Each summer, 80 boys ages 12 to 15, most of them from Utah, spend four weeks on the boys ranch in the Teton Valley, three miles from Victor, Idaho.

In its third year, the Teton Boys Ranch is a descendant of the boys ranch opened by Lowell Bennion, retired University of Utah dean and well-known community worker.

In 1961, Bennion opened a boys ranch, which operated for 24 years and attracted 1,820 boys. Dedicated to helping young boys, Bennion operated the ranch until 1985, when it closed because of financial and other obstacles.

"I'd always wanted a ranch of my own, so I thought I'd share it with some boys," the ever-modest Bennion said in a Deseret News interview two years ago.

But friends know that Bennion had more in mind. He wanted to give boys, in that awkward time of early adolescence, a place where they could develop a positive self-image as they worked in nature. It was never a place for boys who ran afoul of the law, but one where regular boys had an opportunity for self-development.

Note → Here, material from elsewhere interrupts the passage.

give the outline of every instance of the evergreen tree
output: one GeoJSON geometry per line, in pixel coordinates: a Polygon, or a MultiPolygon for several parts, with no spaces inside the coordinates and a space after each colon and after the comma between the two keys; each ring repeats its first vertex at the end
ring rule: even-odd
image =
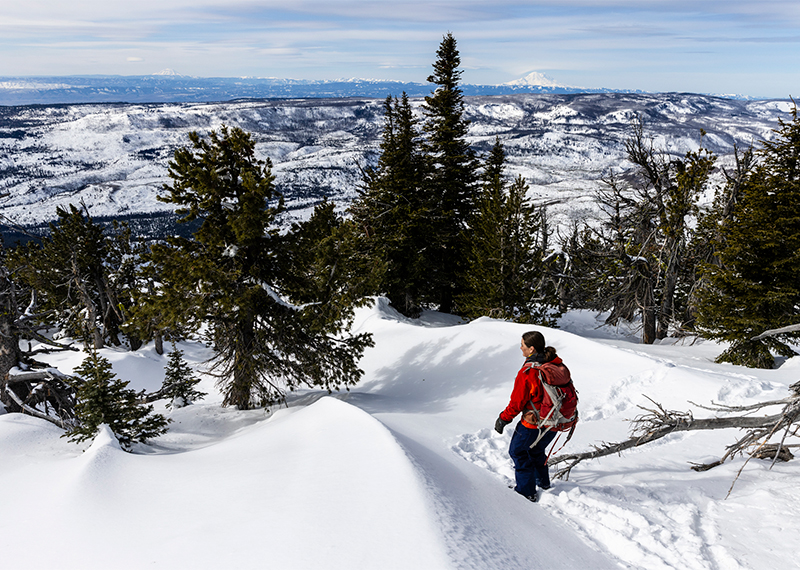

Two years ago, inspired by Bennion's example, the Teton Boys Ranch was reopened at its old location.

Many of the ranch's alumni, who now have boys of their own, wanted a place where they could send their sons. A California philanthropist purchased the old Bennion ranch so the boys could come again.

The non-profit ranch is run by a foundation, headed by Lowell Bennion's son, Steven Bennion, president of Ricks College.

Ranch director Peterson said the ranch remains true to Lowell Bennion's ideals. "We try to maintain and continue the values that Lowell taught . . . . We try to teach the value of doing a job well, the value of enjoying the outdoors, the value of learning to get along and of enjoying the company of others," he said.

Even though he is not directly involved in the ranch's operation, Lowell Bennion still visits the ranch and gives his thoughts on its direction.

The ranch is also run on the same format Bennion set up 30 years ago. The boys have mornings of work building fences, logging, haying and helping neighbors; afternoons of horseback riding and fishing; and evenings of debating politics, social life and the meaning of life.

Last summer, for example, one hot debate topic was whether it was all right to burn the flag in protest. "We sit around in a big circle in the lodge and ask questions. We make sure that every kid in the group gets to stand up and express himself, to tell how he really feels without teachers and parents around," Peterson said.

On Sundays, the boys rest, but there is a non-denominational sermon in the pines.

The boys live in three bunk houses. Last year, the ranch added a lodge and a pond with fish and canoes.

The Bennion Teton Boys Ranch will hold two four-week sessions this summer. There are 10 openings available in the first term and 17 in the second. The terms will be June 17 to July 13 and July 15 to Aug. 10.

The cost is $825 for one term or $1,650 for both terms. Boys may earn back $75 for consistent work during the term.